For many North Carolinians, life is most meaningful when sharing it with someone special. As such, if you have a husband or wife, you likely appreciate the love, affection, companionship and support that person provides. Sadly, if your loved one sustains a serious injury, your life may never be the same again.
In the Tar Heel State, you can pursue compensation from the person who caused your loved one to suffer a serious injury or die. That is, if someone’s negligent or intentional conduct injured the person you most love, you may be able to proceed with a loss of consortium claim.
Understanding loss of consortium
A car crash, slip and fall, construction accident, dog bite or another type of mishap may leave your spouse with physical and emotional injuries. These injuries may greatly reduce your partner’s ability to provide friendship, love or companionship to you. While money is not likely to make you feel whole again, North Carolina law allows you to file a legal claim.

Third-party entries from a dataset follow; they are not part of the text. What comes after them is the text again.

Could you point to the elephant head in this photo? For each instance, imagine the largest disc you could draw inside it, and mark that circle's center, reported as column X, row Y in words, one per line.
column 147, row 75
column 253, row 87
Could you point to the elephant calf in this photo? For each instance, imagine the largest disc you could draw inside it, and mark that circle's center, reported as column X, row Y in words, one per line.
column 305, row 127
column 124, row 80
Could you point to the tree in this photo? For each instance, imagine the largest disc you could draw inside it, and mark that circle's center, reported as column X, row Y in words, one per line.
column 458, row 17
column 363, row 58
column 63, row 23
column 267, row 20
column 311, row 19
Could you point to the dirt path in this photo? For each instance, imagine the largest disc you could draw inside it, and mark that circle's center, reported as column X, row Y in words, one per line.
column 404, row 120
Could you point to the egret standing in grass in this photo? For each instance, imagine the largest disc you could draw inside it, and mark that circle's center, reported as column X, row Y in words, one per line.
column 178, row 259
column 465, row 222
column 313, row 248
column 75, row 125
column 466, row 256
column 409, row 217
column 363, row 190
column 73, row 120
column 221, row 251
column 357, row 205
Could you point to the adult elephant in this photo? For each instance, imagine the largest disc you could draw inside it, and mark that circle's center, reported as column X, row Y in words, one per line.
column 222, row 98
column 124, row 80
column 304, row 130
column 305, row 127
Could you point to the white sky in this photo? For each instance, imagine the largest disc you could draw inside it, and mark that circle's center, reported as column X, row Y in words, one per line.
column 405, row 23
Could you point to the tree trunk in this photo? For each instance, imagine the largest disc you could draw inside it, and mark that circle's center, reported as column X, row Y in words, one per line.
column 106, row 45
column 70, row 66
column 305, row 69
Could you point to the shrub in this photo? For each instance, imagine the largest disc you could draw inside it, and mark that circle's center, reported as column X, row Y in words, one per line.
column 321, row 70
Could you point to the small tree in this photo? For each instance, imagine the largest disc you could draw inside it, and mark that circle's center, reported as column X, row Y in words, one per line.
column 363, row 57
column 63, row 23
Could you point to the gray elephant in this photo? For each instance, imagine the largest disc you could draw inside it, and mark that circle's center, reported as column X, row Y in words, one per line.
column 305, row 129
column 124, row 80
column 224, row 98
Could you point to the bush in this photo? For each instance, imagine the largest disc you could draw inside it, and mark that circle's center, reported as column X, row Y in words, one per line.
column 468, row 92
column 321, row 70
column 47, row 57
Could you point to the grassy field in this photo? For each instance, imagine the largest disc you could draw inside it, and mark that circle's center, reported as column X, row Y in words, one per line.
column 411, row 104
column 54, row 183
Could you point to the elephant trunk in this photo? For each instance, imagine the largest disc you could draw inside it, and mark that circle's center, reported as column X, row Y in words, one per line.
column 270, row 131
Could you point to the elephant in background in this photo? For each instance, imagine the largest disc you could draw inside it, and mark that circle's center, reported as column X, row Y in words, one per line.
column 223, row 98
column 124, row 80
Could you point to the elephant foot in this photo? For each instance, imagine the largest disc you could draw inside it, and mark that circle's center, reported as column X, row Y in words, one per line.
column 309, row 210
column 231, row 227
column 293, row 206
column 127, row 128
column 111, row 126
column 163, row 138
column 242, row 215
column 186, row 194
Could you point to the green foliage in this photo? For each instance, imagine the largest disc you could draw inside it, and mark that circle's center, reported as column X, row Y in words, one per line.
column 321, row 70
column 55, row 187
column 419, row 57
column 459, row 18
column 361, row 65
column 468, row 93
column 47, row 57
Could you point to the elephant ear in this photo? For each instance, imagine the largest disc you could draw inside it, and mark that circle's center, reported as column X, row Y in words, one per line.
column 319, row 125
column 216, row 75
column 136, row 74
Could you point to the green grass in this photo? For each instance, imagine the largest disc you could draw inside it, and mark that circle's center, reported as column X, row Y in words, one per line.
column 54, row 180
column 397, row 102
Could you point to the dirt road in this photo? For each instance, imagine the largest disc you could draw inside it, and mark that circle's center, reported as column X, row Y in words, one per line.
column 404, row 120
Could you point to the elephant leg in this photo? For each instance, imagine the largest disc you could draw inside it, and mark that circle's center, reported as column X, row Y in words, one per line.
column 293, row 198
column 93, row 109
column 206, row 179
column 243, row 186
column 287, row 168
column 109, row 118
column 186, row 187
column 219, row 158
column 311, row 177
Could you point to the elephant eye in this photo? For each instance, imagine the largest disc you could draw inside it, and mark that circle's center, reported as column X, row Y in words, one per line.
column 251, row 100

Even though it may be difficult to calculate, your spouse’s affection has a monetary value. With a loss of consortium claim, though, you can pursue more than just compensation for lost love and affection. You may also seek payments for the monetary support your loved one would have provided had the injury not occurred. Furthermore, you may be able to receive compensation for the nonmonetary support your spouse provides, such as completing household chores or offering child care.
You do not have forever to file a loss of consortium claim in North Carolina. Therefore, you must act quickly to assert your legal rights. How long you have to pursue a loss of consortium claim, however, depends on the statute of limitations for the underlying injury. If your loved one sustained a personal injury, you probably have three years to bring a cause of action.